Sharing a world of flavors that will satisfy hunger pangs in a minute flat, it doesn’t get any easier than a quick meal whipped up courtesy of Tasty Bite. Just fire up the microwave and dig in.

10 thoughts on “The Pouch Principle

  1. The first time I went to study yoga in India (maybe 6-7 years ago?) I was so surprised to see how popular these pouches are over there too! There was an entire aisle of different dishes! I tried lots of them, and they were great for nights when I was getting home late from class and wanted something easy and satisfying. Also, it was easy to read the ingredients and make sure I was picking vegan options!

  2. Yeah pouches get such a bad rap! I was just given this pouch of red quinoa and sprouted brown rice. Nothing wrong with that! I love the fun kinds of foods you find in other countries. Like Amey said, the Indian food pouches are stellar. And my favorite thing from my first trip to Israel was the little bags of chocolate milk you could buy at any gas station. Haha that sounds really gross but it was the best.

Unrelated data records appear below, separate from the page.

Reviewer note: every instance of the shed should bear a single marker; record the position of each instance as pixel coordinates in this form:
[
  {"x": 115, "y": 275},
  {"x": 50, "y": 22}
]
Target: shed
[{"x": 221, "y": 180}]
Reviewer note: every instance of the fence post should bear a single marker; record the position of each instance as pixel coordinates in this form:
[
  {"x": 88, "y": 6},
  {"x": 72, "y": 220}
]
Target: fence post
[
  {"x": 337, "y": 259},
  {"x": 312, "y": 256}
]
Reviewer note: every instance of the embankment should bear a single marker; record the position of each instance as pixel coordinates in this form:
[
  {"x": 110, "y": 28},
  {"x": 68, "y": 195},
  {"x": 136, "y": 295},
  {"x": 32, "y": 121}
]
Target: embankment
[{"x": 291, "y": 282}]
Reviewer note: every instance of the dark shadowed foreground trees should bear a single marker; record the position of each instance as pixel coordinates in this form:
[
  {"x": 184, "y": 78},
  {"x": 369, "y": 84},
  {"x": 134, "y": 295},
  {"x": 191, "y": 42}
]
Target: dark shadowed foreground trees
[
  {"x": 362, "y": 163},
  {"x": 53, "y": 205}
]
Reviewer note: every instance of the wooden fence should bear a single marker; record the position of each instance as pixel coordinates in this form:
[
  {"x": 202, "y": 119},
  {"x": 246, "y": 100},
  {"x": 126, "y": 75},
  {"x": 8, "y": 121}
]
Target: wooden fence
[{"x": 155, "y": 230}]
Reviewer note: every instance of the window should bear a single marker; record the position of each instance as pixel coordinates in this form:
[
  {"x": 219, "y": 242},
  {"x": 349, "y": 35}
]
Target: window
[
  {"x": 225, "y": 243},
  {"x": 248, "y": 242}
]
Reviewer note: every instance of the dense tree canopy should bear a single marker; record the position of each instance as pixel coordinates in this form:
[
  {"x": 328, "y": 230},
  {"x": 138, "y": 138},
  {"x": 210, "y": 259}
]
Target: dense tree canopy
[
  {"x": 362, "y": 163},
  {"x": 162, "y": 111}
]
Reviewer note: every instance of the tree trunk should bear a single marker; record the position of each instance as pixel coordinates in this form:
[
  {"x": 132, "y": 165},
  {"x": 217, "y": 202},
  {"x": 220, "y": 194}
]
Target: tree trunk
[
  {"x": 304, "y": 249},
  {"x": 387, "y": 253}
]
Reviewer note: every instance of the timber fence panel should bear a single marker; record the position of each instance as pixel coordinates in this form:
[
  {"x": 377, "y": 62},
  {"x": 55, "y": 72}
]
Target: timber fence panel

  3. I was surprised by their collection too. most of the indian dishes taste quite a bit similar. I need to try the grains and noodles.

  4. I need to try the rice pouches as I’ve only had the eggplant and the chana masala- which is amazing! I often have a few of these boxes tucked away in the pantry for days when I don’t get to the store or don’t feel like cooking. I think they have great flavor and enough spice!

  5. It’s always good to hear of handy stuff like this that tastes good for when you’re stuck with nothing in the fridge and stomach rumbling! I’ll give the noodles a miss, but I love channa masala so I’m heartened it even tastes good in pouch form!

  6. I love Tasty Bite, they are one of the only packaged Indian foods I’ll buy. I love your pictures!

  7. Glad to read your review on Tasty Bite :) they’re definitely handy in case of emergencies! And same here, Channa Masala is one of my favorites, especially the Thai Lime Rice ;) I love that little takeout box, brilliant way to photograph the noodles in it!